A China ordenou a maior quarentena desde que a pandemia de covid-19 começou há mais de dois anos.

A cidade de Xangai, com 25 milhões de habitantes, ficará em confinamento em duas fases durante nove dias, período em que as autoridades vão realizar testes de covid-19 em todos os cidadãos.

A cidade – um importante centro financeiro – enfrentou uma nova onda de infecções no mês passado. Porém, até agora, as autoridades resistiram em colocar toda a cidade em lockdown para evitar atrapalhar demais a economia.

Esse número de infecções não é alto para alguns padrões internacionais.

Para ter ideia, o Brasil registrou 10,2 mil casos no domingo (27/3), e a última vez que o país teve uma média móvel diária de casos abaixo de 2,7 mil foi em abril de 2020, há quase dois anos.

No pico da variante ômicron, em fevereiro de 2022, o Brasil chegou a alcançar uma média móvel diária de 189 mil casos.

Uma cidade dividida em duas
O confinamento em Xangai acontecerá em duas etapas, com restrições na zona leste da cidade a partir desta segunda-feira até 1º de abril, e na zona oeste entre os dias 1º a 5 de abril.

O transporte público será suspenso e empresas ou fábricas terão que interromper as operações ou trabalhar de forma remota, anunciaram as autoridades.

O governo da cidade postou as instruções em sua conta do WeChat, aplicativo muito popular entre os chineses, pedindo que a população “apoie, compreenda e coopere com o trabalho de prevenção e controle de epidemias”.

Outros lockdowns durante a pandemia afetaram províncias chinesas inteiras, embora muitas vezes as pessoas ainda pudessem viajar nessas regiões.

Mas Xangai, devido à alta densidade populacional, é a maior cidade inteira a ser colocada em quarentena até o momento. Trata-se da capital comercial da China e, segundo alguns parâmetros, a maior cidade do país.

Neste momento, é uma das áreas mais atingidas pela covid, enquanto a China luta para conter o espalhamento da variante ômicron do coronavírus, que está por trás dos recordes de novos casos registrados nas últimas semanas.

As autoridades disseram que, até agora, o porto e o centro financeiro localizado em Xangai devem continuar funcionando para o bem da economia.

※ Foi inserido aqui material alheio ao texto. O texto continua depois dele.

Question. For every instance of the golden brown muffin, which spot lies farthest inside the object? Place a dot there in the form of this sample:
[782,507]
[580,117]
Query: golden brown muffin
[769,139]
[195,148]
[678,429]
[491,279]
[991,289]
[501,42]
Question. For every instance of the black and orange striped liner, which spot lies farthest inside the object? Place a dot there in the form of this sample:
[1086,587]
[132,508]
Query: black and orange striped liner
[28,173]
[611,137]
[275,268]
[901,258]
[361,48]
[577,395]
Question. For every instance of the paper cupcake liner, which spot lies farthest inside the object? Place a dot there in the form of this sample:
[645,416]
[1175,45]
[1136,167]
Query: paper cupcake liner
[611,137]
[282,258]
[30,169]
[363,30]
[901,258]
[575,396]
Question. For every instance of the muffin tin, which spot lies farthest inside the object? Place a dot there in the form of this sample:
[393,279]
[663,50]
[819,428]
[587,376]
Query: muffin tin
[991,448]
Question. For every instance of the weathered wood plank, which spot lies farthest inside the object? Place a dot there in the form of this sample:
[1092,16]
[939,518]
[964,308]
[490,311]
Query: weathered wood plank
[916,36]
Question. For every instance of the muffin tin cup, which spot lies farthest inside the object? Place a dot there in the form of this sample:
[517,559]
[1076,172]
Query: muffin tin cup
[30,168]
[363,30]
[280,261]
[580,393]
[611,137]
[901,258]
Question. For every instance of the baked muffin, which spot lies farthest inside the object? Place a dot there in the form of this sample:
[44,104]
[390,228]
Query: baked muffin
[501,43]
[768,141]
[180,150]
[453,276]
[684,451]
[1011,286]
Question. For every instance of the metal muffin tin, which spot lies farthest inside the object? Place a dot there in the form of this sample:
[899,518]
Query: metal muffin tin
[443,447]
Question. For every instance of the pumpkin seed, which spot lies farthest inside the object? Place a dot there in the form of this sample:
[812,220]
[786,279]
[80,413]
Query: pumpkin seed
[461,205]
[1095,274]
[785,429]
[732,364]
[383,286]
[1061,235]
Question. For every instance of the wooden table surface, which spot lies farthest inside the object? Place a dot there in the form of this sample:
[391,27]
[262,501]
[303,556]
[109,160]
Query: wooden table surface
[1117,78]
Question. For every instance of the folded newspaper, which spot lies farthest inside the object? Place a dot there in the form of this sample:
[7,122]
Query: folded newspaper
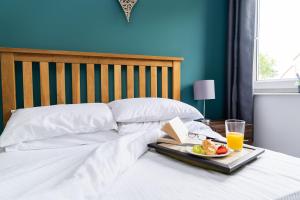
[178,133]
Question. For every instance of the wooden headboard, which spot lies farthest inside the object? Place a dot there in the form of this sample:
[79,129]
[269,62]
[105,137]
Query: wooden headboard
[9,56]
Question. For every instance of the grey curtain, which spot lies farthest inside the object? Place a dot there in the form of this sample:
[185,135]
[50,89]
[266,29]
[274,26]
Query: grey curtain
[241,35]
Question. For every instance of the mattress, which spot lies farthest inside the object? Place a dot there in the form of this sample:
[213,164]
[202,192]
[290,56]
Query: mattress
[154,176]
[118,166]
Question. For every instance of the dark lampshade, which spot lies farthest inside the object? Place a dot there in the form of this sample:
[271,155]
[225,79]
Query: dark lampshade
[204,89]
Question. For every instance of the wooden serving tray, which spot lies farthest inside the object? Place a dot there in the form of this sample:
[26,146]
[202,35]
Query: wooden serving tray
[225,165]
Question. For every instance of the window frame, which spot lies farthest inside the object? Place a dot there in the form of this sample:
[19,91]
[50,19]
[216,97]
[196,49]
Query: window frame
[268,86]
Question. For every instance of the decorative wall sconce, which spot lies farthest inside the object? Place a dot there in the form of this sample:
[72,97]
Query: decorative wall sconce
[127,6]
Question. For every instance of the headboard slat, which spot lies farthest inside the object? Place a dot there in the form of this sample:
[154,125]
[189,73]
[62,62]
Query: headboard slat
[27,84]
[164,82]
[104,84]
[8,84]
[45,89]
[75,83]
[108,63]
[117,82]
[90,78]
[176,80]
[142,81]
[153,80]
[130,81]
[60,83]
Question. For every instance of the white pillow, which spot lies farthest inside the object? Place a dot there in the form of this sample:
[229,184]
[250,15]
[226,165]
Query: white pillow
[50,121]
[152,109]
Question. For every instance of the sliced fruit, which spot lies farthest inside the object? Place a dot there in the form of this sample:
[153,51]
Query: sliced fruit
[221,150]
[198,149]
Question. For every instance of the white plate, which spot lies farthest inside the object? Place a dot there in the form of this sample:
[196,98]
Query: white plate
[190,151]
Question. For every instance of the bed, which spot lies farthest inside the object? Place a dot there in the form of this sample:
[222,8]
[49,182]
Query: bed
[114,163]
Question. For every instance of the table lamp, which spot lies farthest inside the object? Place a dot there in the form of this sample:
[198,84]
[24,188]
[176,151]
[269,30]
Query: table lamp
[204,90]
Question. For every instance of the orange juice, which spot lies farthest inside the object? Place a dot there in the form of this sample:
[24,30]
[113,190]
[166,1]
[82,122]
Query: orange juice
[235,140]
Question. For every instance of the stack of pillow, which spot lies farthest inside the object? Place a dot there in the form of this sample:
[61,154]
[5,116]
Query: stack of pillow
[38,123]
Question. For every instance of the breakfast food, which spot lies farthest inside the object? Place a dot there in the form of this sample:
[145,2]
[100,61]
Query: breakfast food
[208,147]
[221,150]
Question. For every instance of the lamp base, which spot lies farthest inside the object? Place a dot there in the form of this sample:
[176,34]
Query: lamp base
[205,121]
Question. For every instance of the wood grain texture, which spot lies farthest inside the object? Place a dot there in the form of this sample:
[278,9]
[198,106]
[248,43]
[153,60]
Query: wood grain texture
[27,85]
[142,81]
[8,85]
[90,73]
[117,82]
[85,54]
[176,80]
[44,82]
[44,57]
[153,71]
[60,83]
[164,82]
[130,81]
[76,83]
[104,84]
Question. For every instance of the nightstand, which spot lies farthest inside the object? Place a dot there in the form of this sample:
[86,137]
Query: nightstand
[219,127]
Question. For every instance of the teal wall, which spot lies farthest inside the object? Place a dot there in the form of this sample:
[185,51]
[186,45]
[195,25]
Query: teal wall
[193,29]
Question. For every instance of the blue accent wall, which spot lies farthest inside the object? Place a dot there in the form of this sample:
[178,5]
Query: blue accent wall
[193,29]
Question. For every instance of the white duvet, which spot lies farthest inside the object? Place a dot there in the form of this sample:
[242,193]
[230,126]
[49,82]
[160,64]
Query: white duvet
[118,166]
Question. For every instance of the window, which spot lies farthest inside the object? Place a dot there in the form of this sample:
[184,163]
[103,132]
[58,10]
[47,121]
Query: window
[277,46]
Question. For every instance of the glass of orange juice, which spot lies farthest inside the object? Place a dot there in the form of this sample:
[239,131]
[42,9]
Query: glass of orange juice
[235,134]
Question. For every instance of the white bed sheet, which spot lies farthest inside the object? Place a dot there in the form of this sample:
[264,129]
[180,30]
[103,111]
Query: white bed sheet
[108,170]
[153,176]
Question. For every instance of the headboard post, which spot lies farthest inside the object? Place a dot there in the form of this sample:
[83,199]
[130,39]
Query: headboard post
[176,80]
[8,84]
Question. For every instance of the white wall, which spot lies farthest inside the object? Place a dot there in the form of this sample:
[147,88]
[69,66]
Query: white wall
[277,122]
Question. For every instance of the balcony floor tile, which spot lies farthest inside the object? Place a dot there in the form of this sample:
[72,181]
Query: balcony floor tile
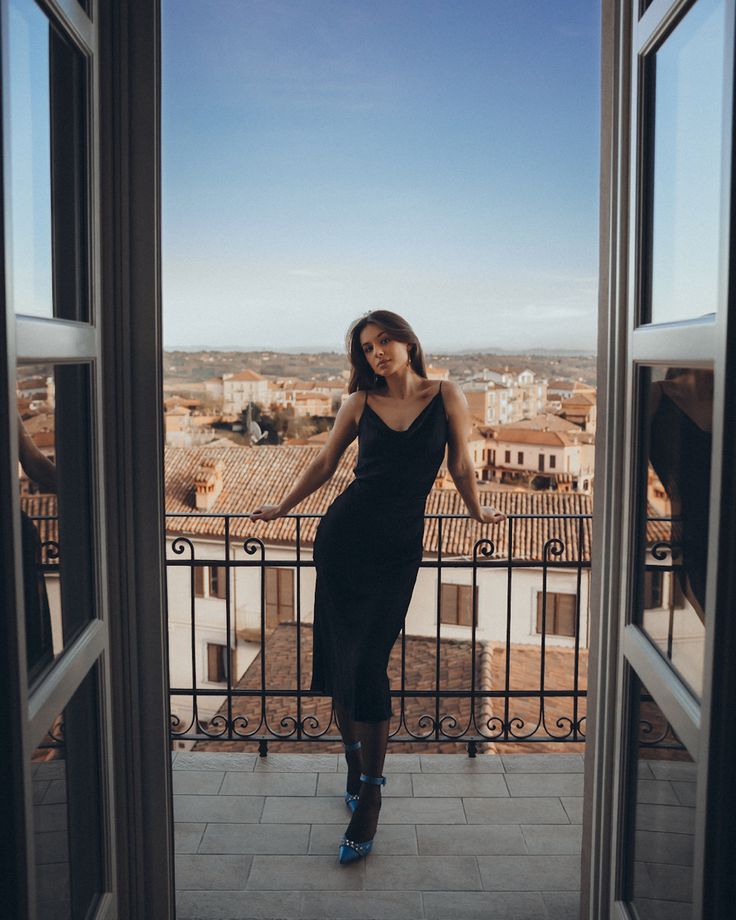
[201,760]
[455,763]
[476,905]
[391,839]
[553,838]
[524,810]
[265,847]
[296,763]
[530,873]
[462,784]
[542,763]
[537,784]
[234,905]
[398,784]
[363,905]
[220,808]
[562,905]
[270,783]
[305,873]
[264,839]
[573,805]
[408,873]
[470,840]
[219,873]
[187,836]
[196,782]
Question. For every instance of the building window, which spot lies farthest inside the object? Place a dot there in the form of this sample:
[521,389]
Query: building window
[279,596]
[216,576]
[560,614]
[457,605]
[217,663]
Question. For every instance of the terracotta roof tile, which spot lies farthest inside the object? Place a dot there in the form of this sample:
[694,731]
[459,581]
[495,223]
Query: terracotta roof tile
[455,670]
[265,474]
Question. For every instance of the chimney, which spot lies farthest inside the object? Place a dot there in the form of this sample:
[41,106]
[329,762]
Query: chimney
[208,484]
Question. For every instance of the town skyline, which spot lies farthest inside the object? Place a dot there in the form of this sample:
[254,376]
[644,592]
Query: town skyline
[439,160]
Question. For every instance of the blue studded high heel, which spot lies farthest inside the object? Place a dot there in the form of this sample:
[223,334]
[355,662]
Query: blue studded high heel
[352,800]
[351,850]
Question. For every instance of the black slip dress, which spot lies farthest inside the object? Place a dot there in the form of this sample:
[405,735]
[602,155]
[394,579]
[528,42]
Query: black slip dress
[367,551]
[680,452]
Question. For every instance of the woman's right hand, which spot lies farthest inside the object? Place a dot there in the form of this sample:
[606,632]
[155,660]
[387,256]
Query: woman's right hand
[266,513]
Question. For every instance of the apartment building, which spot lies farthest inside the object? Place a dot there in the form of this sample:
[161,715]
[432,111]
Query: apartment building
[242,388]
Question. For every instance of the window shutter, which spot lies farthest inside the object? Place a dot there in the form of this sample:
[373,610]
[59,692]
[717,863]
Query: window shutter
[198,581]
[215,663]
[465,605]
[448,600]
[272,598]
[565,625]
[218,581]
[648,590]
[286,595]
[540,600]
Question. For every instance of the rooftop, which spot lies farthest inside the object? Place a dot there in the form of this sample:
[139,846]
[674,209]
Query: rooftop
[492,836]
[254,475]
[455,674]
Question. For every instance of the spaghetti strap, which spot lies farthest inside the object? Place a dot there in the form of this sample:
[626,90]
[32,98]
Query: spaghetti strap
[365,403]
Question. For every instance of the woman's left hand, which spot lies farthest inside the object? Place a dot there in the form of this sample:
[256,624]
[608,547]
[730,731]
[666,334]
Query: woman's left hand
[488,515]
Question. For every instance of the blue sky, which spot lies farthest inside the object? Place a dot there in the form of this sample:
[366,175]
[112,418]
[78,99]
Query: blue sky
[325,157]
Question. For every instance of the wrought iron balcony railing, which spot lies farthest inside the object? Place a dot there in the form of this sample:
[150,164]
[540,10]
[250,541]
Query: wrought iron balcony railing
[488,687]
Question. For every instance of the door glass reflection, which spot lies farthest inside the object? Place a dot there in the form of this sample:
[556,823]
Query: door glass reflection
[677,406]
[686,78]
[56,495]
[67,837]
[661,838]
[46,167]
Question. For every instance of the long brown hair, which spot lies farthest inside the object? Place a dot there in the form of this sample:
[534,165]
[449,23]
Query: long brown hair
[362,376]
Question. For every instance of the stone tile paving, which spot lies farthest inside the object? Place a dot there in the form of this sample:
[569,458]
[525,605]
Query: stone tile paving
[492,837]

A abordagem escalonada para esse confinamento significa que metade da cidade ainda permanecerá ativa, enquanto a outra parcela estiver em lockdown.

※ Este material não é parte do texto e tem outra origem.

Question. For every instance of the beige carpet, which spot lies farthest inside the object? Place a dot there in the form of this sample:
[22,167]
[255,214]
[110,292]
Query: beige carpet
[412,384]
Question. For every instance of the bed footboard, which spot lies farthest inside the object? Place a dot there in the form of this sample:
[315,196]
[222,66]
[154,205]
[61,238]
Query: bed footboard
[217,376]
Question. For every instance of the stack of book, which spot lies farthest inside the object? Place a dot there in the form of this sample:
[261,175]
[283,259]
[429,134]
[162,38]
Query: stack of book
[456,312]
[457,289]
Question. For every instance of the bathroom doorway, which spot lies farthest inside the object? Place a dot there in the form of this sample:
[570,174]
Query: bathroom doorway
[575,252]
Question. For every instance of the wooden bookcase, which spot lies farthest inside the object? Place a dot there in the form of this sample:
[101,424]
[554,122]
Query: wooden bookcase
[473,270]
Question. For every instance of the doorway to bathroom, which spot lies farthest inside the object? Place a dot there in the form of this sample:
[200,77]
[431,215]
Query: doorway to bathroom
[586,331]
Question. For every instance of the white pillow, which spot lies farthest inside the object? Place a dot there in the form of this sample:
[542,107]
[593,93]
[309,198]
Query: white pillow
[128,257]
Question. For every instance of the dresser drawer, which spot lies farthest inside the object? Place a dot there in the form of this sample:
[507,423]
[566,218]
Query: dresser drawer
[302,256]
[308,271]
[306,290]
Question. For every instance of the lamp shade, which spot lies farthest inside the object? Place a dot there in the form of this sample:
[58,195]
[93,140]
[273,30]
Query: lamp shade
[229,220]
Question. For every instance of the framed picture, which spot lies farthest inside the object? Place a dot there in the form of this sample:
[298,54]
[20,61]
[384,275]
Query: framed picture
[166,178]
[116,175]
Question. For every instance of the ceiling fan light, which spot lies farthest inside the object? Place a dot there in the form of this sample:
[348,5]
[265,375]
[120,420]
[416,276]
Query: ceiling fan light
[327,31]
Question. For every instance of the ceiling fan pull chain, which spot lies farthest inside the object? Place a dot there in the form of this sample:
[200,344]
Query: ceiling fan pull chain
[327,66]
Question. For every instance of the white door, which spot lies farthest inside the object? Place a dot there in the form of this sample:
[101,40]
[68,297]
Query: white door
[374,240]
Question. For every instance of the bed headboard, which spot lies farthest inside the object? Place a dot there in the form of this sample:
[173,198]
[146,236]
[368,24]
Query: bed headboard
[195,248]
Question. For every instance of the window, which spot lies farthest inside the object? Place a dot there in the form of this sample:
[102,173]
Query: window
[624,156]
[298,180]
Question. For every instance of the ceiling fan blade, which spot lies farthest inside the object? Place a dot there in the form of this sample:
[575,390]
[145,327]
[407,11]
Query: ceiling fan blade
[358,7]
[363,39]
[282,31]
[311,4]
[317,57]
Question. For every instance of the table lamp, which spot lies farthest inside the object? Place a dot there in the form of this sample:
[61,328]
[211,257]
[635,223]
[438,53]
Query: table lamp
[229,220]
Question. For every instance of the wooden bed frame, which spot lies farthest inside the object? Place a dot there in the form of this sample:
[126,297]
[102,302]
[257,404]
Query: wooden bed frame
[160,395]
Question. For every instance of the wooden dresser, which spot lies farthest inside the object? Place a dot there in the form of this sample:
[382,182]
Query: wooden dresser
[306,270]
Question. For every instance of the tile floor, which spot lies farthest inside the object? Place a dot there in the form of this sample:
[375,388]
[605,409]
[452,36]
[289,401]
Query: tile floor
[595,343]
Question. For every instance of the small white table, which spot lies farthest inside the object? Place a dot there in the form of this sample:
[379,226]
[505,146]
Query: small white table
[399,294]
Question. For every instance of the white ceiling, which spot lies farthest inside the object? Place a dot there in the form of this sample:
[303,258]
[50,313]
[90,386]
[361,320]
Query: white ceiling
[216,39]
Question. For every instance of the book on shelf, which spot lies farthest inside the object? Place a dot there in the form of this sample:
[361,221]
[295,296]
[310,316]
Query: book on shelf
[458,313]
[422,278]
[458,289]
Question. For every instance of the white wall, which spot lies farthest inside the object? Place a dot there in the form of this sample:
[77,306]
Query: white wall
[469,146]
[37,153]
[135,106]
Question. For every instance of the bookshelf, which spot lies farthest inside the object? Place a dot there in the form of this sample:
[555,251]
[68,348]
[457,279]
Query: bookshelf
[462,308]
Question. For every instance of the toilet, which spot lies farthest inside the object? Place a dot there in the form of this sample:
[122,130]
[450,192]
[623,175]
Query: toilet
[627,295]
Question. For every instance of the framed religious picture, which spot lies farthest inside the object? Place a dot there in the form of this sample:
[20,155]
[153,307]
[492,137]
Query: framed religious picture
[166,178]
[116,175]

Milhões de residentes em outras cidades chinesas foram submetidos a restrições completas, muitas vezes após um número relativamente pequeno de casos de covid-19.

A política de ‘covid zero’
O recente aumento de casos na China, embora pequeno em comparação com o registrado em vários outros lugares do mundo, é um grande desafio à estratégia de “zero covid” que este país empreendeu desde o início da pandemia.

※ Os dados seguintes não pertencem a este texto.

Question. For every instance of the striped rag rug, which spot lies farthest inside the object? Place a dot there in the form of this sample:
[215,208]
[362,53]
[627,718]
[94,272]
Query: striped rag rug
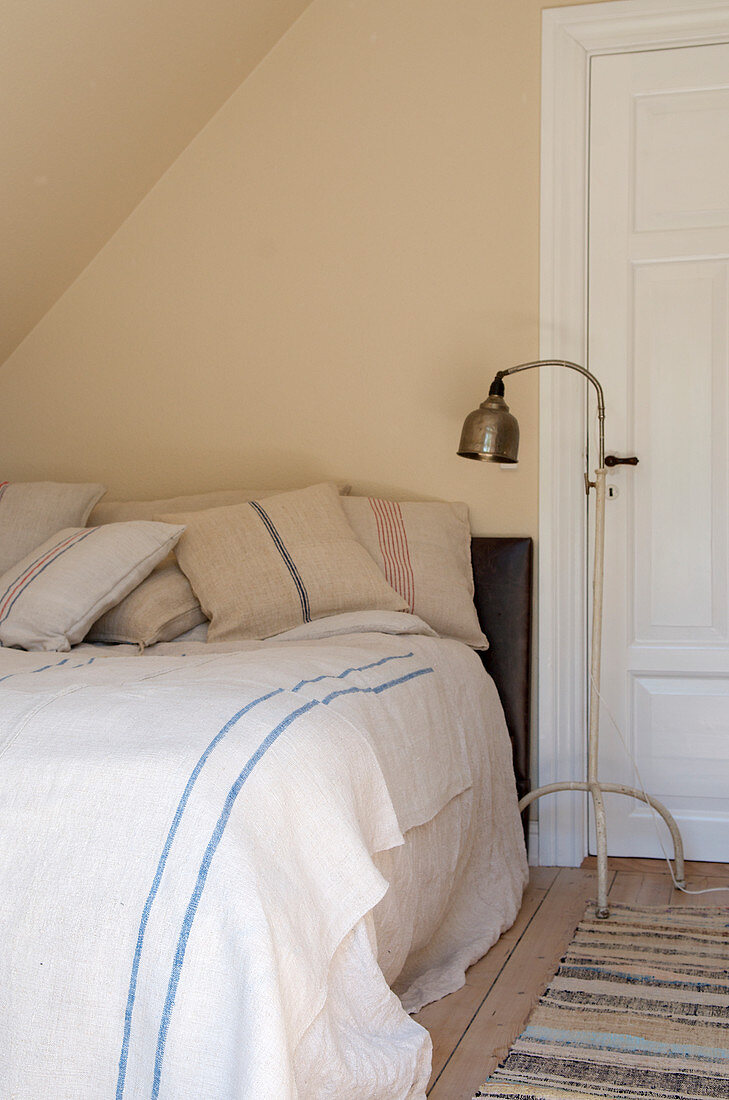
[639,1008]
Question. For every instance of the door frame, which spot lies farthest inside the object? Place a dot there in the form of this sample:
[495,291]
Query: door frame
[571,37]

O governo tem ordenado bloqueios rápidos e restrições agressivas para conter qualquer novo surto de casos.

A política diferencia a China da maioria dos outros locais que tentam agora conviver com o vírus. Mesmo em países que adotaram a política “zero covid” no passado, como Coreia do Sul, Austrália e Nova Zelândia, houve uma mudança de postura mais recentemente, com o alívio de algumas restrições.

O principal motivo para o fim dessa visão de abafar qualquer surto no início foi a variante ômicron, que é mais transmissível que todas as outras versões anteriores do coronavírus. Essa linhagem provocou recordes de novos casos em várias partes do mundo, embora a proporção de hospitalizações e mortes tenha sido significativamente menor em relação às ondas anteriores.

A disponibilidade de vacinas e tratamentos eficazes, especialmente nas nações mais ricas, foi outro fator que permitiu o alívio de muitas das restrições que marcaram os últimos dois anos.

Alguns moradores de Xangai reclamaram dos intermináveis ​​ciclos de testes, sugerindo que o custo de uma política de “covid zero” se tornou muito alto.